Add .arbiter/signing-key.pem to .gitignore. The public key and all other files are safe to commit.

Agent Templates

agents/templates/ contains 13 generic system prompts, one per role. Each prompt uses {{PLACEHOLDER}} tokens for task-specific context that Arbiter fills at runtime.

To customize a prompt for your project, copy the relevant template to agents/local/ and reference it in arbiter.config.json under the role's template key.
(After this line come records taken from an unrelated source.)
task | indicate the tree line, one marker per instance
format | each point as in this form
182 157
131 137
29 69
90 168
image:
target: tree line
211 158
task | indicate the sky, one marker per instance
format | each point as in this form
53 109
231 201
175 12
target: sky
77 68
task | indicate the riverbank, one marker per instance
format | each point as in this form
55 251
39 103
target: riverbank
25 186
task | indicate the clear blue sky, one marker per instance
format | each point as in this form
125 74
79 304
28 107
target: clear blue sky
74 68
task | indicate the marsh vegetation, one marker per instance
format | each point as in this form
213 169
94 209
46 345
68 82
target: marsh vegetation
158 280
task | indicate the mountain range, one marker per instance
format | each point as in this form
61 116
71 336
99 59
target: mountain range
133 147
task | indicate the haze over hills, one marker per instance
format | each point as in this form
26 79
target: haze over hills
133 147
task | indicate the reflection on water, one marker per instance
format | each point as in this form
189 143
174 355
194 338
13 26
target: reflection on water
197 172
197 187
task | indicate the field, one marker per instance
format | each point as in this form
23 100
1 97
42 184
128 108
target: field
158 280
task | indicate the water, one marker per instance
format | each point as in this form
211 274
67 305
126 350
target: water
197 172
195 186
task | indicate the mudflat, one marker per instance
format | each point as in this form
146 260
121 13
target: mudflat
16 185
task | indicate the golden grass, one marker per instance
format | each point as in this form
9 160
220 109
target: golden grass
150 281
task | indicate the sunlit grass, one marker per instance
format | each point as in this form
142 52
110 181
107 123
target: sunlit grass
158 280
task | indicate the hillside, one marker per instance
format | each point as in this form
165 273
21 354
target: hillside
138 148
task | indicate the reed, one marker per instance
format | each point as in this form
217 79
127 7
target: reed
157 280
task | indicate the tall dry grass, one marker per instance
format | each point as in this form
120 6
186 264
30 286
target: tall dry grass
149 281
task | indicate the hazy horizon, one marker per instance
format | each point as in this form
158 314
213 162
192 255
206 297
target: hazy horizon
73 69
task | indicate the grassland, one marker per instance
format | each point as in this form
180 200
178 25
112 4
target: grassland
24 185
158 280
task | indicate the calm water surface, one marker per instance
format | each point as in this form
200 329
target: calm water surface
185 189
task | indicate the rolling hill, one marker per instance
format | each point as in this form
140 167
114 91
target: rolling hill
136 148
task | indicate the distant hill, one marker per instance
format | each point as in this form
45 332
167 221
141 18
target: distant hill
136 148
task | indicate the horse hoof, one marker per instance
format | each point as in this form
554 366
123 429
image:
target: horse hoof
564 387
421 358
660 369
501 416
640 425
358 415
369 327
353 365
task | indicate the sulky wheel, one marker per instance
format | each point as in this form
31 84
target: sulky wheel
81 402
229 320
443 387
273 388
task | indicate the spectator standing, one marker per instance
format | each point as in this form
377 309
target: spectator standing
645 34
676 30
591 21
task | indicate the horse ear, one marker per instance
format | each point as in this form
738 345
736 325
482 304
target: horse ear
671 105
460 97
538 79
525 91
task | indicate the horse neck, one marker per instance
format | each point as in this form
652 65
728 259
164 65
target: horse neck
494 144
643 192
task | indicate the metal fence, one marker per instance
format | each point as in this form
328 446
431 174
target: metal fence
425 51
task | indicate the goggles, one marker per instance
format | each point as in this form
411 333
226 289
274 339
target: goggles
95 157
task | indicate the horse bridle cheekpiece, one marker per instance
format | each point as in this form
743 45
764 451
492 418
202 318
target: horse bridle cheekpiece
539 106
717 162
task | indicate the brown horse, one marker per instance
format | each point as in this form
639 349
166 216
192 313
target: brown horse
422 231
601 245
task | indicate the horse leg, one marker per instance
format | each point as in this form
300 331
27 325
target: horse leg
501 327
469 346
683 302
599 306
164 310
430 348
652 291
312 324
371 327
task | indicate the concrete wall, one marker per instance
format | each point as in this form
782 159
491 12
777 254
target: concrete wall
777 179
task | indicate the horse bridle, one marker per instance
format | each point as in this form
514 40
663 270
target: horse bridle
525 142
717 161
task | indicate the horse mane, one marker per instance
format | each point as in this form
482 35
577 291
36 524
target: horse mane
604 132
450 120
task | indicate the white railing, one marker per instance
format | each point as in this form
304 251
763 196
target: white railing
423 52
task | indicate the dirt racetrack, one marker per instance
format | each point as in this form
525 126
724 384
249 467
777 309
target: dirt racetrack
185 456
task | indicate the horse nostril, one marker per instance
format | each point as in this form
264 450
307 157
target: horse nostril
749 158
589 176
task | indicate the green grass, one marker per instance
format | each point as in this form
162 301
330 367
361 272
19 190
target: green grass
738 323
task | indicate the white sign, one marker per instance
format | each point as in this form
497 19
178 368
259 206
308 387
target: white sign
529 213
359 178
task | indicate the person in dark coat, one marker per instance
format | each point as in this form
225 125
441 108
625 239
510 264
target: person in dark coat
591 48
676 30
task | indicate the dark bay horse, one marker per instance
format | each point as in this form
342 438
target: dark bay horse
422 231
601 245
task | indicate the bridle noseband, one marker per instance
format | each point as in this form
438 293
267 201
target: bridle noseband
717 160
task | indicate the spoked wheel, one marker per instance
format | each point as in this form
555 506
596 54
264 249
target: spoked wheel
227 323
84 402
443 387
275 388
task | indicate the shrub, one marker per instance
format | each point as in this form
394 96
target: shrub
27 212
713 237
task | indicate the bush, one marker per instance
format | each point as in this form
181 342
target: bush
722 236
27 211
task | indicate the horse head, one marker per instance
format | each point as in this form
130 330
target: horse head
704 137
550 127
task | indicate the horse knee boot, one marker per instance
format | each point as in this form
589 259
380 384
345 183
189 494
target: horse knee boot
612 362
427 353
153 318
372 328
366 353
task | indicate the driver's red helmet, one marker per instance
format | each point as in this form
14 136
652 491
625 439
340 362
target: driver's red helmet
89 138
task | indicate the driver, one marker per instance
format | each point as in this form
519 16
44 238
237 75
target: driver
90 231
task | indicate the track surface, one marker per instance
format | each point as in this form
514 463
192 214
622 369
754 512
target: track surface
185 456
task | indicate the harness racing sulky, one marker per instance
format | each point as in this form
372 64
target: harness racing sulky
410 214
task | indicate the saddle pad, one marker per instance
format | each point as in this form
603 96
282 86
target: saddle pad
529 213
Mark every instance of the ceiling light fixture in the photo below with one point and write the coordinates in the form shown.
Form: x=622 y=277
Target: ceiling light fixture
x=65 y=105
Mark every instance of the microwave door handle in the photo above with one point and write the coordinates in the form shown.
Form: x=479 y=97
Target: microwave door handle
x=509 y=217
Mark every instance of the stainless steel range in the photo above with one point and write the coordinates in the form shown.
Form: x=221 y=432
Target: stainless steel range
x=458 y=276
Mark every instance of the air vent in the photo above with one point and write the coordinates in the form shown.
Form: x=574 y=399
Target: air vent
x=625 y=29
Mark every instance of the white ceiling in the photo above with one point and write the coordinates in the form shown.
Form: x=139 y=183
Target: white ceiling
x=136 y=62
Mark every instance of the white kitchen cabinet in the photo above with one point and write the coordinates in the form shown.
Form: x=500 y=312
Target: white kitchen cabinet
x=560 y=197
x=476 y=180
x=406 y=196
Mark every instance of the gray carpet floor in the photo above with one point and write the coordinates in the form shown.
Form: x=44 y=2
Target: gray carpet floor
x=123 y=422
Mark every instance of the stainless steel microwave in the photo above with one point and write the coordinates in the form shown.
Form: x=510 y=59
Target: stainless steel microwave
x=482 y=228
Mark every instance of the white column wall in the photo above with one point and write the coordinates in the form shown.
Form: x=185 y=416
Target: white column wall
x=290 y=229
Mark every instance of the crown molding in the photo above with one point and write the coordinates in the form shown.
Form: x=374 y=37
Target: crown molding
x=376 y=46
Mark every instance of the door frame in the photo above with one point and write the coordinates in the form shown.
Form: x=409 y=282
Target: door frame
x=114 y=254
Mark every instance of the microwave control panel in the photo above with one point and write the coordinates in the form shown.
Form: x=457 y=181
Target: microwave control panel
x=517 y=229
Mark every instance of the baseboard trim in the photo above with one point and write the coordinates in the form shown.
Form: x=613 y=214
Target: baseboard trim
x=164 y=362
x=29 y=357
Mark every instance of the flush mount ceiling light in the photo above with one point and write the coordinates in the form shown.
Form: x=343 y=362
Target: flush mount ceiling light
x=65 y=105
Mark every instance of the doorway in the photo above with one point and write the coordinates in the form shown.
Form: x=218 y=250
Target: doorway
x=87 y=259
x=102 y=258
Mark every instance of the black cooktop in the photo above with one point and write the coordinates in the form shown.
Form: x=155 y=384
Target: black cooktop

Local templates override the defaults without modifying the package.

Contributing

git clone https://github.com/pedram-mehrabady/Arbiter.git
cd Arbiter
npm install
npm test          # full test suite — no API calls, uses MockProvider
npm run typecheck

The test suite uses MockProvider to simulate all agent responses. No Claude Max subscription or API key is needed to run tests.

Key modules:

| Module | Responsibility | |---|---| | Conductor.ts | Orchestrates phase sequencing, gate pauses, and resume logic | | TaskInitializer.ts | Parses spec files and writes the initial task record | | BuildReceipt.ts | Hashes agent output and signs the receipt with Ed25519 | | BundleAssembler.ts | Collects receipts and artifacts into the signed ZIP | | EvidenceCache.ts | Computes blast radius hash and reads/writes design cache entries | | providers/ | Provider adapters (ClaudeMaxCli, AnthropicSDK, Ollama) |

Pull requests are welcome. Open an issue first for anything that changes the receipt format, gate protocol, or invariant enforcement — those are part of the public protocol and breaking changes need discussion.